W piątek (18 lutego) wieczorem główną arterią Helsinek pod gmach parlamentu w "ślimaczym tempie" z użyciem klaksonów przejechało - jak się szacuje - około 300 pojazdów.
W Finlandii w ciągu roku paliwa podrożały średnio o kilkadziesiąt centów (obecnie za benzynę trzeba płacić ok. 2 euro za litr), a opłaty i różnego rodzaju podatki stanowią ok. 50-60 proc. ceny na stacjach.

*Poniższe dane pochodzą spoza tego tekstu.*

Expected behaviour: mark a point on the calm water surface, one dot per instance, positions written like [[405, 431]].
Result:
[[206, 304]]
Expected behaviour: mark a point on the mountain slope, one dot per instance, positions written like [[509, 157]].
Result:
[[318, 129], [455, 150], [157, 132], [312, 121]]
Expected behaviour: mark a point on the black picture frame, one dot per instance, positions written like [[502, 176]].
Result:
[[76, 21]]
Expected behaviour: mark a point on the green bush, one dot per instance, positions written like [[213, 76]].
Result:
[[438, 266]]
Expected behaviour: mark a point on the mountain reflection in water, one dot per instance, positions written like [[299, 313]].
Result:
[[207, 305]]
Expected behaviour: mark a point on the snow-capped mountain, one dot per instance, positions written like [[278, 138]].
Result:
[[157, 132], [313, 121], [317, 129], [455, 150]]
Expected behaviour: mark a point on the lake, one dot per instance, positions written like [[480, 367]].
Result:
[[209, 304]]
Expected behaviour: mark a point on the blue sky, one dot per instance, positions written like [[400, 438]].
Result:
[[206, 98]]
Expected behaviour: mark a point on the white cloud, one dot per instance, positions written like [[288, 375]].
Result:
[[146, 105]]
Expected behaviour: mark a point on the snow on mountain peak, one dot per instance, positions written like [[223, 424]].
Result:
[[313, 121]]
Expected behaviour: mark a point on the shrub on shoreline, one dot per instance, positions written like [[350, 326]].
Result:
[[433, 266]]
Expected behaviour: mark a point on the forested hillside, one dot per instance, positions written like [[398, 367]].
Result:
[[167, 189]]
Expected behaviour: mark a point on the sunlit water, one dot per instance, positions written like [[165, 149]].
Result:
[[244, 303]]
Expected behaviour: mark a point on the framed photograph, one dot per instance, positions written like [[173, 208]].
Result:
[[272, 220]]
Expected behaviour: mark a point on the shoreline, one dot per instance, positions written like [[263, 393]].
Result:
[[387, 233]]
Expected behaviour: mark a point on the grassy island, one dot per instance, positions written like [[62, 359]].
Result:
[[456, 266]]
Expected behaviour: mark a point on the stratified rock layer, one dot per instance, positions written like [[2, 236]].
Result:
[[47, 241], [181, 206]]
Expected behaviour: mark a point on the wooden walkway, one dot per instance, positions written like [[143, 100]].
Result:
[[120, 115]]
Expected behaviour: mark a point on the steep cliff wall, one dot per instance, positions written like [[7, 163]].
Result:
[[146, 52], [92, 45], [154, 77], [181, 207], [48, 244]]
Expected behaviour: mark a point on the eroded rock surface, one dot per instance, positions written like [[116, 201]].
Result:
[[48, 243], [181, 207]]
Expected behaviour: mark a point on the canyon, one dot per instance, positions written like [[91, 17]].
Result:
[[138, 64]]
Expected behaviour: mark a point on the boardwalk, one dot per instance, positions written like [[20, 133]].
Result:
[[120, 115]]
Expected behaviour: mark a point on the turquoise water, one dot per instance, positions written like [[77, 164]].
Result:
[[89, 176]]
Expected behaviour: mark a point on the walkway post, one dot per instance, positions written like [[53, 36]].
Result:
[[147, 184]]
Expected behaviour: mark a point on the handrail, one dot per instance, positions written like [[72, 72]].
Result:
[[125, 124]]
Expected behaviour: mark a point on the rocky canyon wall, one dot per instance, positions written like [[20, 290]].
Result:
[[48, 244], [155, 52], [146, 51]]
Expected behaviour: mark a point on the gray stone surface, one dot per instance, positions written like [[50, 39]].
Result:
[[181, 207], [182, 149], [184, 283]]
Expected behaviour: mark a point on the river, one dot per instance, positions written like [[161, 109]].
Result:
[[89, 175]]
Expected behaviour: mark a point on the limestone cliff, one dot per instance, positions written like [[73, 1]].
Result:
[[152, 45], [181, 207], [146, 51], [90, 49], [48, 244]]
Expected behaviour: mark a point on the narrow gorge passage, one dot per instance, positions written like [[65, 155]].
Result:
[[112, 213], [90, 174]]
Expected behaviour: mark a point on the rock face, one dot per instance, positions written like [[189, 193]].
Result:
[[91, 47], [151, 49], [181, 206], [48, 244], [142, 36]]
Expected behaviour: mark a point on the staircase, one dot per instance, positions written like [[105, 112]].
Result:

Dziennik "Iltalehti" podał w piątek (18 lutego), że Finlandia plasuje się pod tym względem w pierwszej szóstce najdroższych państw świata, razem m.in. z Hongkongiem czy Norwegią. Poinformował jednocześnie, że najtaniej w Europie obecnie zatankować można na Białorusi: 0,7 euro/l, a w UE w Polsce: 1,16 euro/l.
Fiński rząd przedstawił w piątek (18 lutego) pakiet środków kompensujących wzrost cen paliw i energii. W ich skład wchodzi m.in. podwyższenie odpisów podatkowych dla dojeżdżających do pracy środkami komunikacji zbiorowej, czy własnym samochodem.
Roczne maksymalne koszty dojazdów do pracy środkami transportu publicznego pomniejszające sumę zarobków podlegających opodatkowaniu zostały podniesione z 7 do 8,4 tys. euro. Wysokość tzw. kilometrówki dla pracowników przemieszczających się własnym autem podniesiono tymczasowo z 25 do 30 centów za km. Według wyliczeń resortu finansów na zmianie w wysokości odpisów skorzysta ponad pół miliona osób, a koszt dla budżetu to blisko 150 mln euro.